Pinker would agree with all these claims, and would add that it is no mere happy accident that our minds should be structured this way; evolution has designed various semi-independent mechanisms in our brains to perform these tasks in these highly effective ways. In stressing this further Darwinian step, Pinker is trying to repair one of the other unfortunate cracks in the bridge between disciplines: Chomsky has always been strangely unwilling to consider evolutionary theorizing about why the structures his linguistics was uncovering should be designed the way they were, and it has been de rigueur among linguists to ignore--to the point of hostile rejection--all evolutionary thinking in their discipline. Linguistics should be more like physics than like biology, they have said, with the master, and language is unlike anything else in the universe, as if it were a gift from God.
Those days are over, too. It is a joy to witness, at last, the promise of linguistics fulfilled, not quite the way its own heroes anticipated, but--as one would expect--even better than they had imagined, thanks to joining forces with its neighbors. Now we can get on with it, noting with a historian's tolerant eye the biases that prevented the pioneers from seeing all and only the strengths in their own work, and now we can present to a still anxious world of outsiders a front that is more calmly united, not by a particular scientific ideology but by a cornucopia of results.

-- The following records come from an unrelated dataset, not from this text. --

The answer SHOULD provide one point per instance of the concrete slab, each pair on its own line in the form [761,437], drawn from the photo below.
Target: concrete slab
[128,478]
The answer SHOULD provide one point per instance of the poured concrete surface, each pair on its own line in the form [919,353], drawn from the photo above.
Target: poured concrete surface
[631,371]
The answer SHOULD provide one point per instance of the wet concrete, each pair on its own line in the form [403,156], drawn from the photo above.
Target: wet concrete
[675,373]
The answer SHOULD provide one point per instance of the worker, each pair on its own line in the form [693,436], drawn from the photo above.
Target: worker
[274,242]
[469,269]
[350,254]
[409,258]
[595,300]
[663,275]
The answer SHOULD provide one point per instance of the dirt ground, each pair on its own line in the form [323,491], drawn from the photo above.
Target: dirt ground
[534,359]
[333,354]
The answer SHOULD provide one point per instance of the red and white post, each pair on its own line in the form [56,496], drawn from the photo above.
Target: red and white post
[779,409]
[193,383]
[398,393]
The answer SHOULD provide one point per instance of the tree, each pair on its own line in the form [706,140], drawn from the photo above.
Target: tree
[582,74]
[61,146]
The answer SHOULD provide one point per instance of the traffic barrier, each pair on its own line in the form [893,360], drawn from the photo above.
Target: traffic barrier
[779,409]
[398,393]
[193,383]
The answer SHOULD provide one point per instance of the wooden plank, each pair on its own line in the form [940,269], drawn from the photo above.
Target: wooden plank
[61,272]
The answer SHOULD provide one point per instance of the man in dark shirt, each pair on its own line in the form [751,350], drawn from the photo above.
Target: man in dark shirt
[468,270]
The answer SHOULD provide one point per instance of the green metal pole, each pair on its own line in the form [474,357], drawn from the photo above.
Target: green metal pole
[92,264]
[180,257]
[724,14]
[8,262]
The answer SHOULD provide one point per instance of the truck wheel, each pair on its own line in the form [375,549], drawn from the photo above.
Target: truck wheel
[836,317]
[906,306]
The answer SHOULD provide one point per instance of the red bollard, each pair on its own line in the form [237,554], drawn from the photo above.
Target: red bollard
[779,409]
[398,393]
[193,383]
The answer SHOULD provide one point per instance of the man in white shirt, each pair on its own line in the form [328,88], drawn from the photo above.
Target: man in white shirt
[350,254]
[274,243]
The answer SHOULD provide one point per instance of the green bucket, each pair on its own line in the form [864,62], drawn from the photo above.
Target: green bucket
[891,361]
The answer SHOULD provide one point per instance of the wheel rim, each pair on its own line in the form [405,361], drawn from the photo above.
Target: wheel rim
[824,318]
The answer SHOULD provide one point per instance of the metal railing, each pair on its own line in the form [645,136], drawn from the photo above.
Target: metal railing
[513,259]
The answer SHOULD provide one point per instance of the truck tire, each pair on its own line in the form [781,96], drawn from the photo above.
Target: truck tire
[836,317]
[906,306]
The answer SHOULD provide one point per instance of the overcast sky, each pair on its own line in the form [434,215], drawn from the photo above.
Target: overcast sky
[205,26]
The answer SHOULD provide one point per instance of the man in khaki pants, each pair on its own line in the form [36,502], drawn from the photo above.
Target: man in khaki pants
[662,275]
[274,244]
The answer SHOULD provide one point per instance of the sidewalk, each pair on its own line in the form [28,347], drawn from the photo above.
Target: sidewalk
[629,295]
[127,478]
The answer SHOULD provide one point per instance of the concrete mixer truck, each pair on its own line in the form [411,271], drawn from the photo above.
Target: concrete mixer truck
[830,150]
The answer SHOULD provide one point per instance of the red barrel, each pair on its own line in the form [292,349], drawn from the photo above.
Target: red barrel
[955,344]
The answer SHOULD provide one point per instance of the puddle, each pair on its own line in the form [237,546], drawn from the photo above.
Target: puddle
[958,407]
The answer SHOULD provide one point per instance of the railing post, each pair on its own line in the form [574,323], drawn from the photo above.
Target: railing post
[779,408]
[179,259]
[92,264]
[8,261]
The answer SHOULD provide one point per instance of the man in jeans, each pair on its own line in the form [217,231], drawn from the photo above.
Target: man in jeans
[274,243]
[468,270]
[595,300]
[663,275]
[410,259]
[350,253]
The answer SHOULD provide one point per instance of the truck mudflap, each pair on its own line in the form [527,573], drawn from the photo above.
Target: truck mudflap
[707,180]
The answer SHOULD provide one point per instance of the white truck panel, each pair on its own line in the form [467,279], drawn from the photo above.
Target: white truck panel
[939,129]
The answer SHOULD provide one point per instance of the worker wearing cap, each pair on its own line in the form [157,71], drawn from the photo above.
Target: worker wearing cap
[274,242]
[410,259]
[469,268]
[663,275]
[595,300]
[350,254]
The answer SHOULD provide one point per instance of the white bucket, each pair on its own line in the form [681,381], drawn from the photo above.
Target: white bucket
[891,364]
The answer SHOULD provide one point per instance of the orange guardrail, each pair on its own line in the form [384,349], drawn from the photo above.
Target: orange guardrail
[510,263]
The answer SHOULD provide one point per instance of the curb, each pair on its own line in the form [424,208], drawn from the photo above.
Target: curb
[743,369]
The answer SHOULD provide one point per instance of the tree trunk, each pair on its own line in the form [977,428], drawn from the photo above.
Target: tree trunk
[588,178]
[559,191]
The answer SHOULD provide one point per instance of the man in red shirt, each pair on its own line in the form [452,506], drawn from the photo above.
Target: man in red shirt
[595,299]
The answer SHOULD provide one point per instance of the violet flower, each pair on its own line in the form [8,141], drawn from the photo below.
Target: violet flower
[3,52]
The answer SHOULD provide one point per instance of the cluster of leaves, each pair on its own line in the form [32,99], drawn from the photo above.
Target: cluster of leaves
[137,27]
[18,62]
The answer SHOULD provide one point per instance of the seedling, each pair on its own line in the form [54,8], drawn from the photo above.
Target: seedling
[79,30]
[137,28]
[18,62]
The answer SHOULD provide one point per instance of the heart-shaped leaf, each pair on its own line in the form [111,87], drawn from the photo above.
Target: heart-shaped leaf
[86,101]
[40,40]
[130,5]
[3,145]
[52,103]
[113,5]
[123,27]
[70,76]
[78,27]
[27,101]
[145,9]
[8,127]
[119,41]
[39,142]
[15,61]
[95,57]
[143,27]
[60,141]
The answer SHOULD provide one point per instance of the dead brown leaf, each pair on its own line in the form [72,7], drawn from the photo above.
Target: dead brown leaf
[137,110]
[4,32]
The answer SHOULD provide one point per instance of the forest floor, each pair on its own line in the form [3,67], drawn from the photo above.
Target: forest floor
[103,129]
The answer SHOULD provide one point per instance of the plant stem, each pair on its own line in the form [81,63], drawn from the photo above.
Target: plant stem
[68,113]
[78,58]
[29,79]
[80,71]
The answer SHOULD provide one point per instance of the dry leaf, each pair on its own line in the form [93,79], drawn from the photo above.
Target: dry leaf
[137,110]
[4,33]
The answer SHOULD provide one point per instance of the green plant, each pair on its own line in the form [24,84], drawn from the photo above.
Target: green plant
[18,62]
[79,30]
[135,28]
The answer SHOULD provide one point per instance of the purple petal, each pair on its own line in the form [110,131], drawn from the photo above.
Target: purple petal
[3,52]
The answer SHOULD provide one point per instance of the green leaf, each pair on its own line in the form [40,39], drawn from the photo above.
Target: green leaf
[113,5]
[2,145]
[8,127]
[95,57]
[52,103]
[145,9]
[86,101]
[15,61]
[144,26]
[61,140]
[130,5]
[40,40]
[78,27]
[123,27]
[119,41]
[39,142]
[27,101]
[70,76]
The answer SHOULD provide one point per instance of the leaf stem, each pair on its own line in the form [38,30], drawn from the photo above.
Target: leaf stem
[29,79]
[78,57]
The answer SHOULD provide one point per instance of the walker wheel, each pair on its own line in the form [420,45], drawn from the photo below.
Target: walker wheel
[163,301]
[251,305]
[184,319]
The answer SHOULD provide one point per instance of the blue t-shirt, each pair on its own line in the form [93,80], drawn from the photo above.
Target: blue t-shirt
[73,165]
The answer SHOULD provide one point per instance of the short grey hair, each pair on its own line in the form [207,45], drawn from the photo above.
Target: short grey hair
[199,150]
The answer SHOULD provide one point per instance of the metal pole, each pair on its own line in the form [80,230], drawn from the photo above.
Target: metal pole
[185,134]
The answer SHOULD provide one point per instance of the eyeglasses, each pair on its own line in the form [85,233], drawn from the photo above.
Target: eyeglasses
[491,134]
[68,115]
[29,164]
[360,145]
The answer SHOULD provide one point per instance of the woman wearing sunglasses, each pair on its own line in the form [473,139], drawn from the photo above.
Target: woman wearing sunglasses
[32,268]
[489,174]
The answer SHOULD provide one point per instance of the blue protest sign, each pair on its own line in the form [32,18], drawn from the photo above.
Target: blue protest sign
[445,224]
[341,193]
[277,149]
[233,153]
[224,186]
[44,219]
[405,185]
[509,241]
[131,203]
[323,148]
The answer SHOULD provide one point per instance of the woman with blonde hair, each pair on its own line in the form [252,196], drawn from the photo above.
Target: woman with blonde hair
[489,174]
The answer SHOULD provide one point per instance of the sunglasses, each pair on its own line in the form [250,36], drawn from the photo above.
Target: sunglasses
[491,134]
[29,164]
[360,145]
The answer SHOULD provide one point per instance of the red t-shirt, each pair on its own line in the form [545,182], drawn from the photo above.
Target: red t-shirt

1. Albert Lord, The Singer of Tales, Harvard Univ. Press, 1960, p. 25.
2. On September 11, 1956, at MIT, there was a meeting of the Institute of Radio Engineers at which three of the inaugurating papers of cognitive science were presented: Chomsky's "Three Models for the Description of Language," the description by Allen Newell and Herbert Simon of "The Logic Theory Machine," which showed, for the first time, how a computer could prove non-trivial theorems of logic, and George Miller's classic paper in cognitive psychology, "The Magical Number Seven plus or minus Two."